A withers fistula refers to any disease of the horse's withers that is accompanied by inflammation and fistula formation.
The withers are located between the shoulder blades and represent the transition from the cervical to the thoracic spine of the horse. The nuchal ligament, which runs from the back of the horse's head along the cervical spine towards the horse's back, begins here. The withers are made up of the spinous processes of the front thoracic vertebrae, which can be up to 30 cm long. At the highest point of these processes, the withers are covered by a bursa, which cushions the movements between the tendons and bones.
The cause of inflammation in the withers area is often poorly fitting saddles or harnesses, which lead to permanent irritation of the bursa. Even the smallest wounds, bruises, or punctures can cause these inflammations to become infected and lead to abscesses or fistulas. Depending on the location of the fistula, prolonged inflammation can lead to necrosis (tissue death) of the neck ligament, fascia (connective tissue), cartilage caps, and bony ends of the spinous processes.
At the onset of the disease, only slight swelling in the withers area is usually observed. In some cases, the lymphatic vessels appear as circular patterns on the surrounding skin. As the disease progresses, purulent discharge may emerge from fistula openings on the sides of the withers and run down the chest wall. This results in hair loss and weeping skin inflammation. Affected horses show signs of severe pain in the area of the inflammation and difficulty in moving their front limbs.
In most cases, the veterinarian can make a diagnosis based on the clinical symptoms and your preliminary report. By probing the fistula canal, the veterinarian can get an initial impression of the extent and location of the fistula.
However, to determine the exact location and course of a fistula, it is necessary to fill the fistula with a contrast agent and then perform an X-ray examination. The X-ray image can also be used to determine whether any bone structures have already been affected.
Treatment depends on the extent and severity of the disease. In most cases, local rinsing and cleaning treatments are combined with the general administration of high-dose antibiotics. In order to provide targeted treatment, the choice of the right antibiotic should be determined by an antibiogram (a laboratory test to determine the sensitivity of microbial pathogens to antibiotics) if possible.
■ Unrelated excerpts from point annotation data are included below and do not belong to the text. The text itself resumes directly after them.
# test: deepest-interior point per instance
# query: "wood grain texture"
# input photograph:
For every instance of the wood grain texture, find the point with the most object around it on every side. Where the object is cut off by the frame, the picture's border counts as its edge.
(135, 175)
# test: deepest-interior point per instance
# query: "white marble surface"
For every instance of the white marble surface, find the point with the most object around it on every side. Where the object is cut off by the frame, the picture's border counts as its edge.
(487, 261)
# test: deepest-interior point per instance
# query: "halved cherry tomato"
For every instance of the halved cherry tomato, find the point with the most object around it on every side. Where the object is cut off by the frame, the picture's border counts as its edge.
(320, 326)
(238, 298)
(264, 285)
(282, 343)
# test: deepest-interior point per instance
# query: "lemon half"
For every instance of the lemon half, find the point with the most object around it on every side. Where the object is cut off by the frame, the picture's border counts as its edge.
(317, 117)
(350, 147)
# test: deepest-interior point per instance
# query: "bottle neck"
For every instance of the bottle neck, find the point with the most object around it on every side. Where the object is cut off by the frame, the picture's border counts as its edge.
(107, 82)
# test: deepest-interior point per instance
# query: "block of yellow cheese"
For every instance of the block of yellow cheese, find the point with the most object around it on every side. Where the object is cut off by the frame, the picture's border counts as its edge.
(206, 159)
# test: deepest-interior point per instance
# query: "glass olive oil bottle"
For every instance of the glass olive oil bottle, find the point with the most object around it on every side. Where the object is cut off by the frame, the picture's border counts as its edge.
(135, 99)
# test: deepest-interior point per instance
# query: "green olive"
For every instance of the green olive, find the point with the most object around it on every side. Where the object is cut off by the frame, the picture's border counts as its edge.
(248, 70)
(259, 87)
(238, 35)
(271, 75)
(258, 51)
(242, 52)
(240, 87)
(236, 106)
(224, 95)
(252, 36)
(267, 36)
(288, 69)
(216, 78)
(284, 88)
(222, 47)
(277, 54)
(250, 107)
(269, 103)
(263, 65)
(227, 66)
In severe cases and those that do not heal with conservative therapy, surgical intervention may also be necessary. The fistula is opened and cleaned using special incisions.
The chances of recovery depend greatly on the extent of the disease and the time of diagnosis. Superficial fistulas with only minor tissue changes usually heal with consistent and intensive treatment, whereas deeper fistulas involving the fascia (connective tissue) or pocket formation often do not heal completely even after intensive treatment lasting several months.
If the pus-causing bacteria are washed away with the blood, life-threatening general infections and extensive organ damage (e.g., pneumonia) can further worsen the prognosis.
Thanks to a much greater awareness of the importance of a well-fitting saddle or harness, withers fistulas are much less common today than in the past. Have the fit of your saddle or harness checked regularly by a specialist to prevent pressure points or chafing around the withers. In the event of open wounds or punctures in the withers area, it is advisable to refrain from using a saddle, lunging girth or harness for a certain period of time to prevent additional irritation and allow injuries to heal without complications.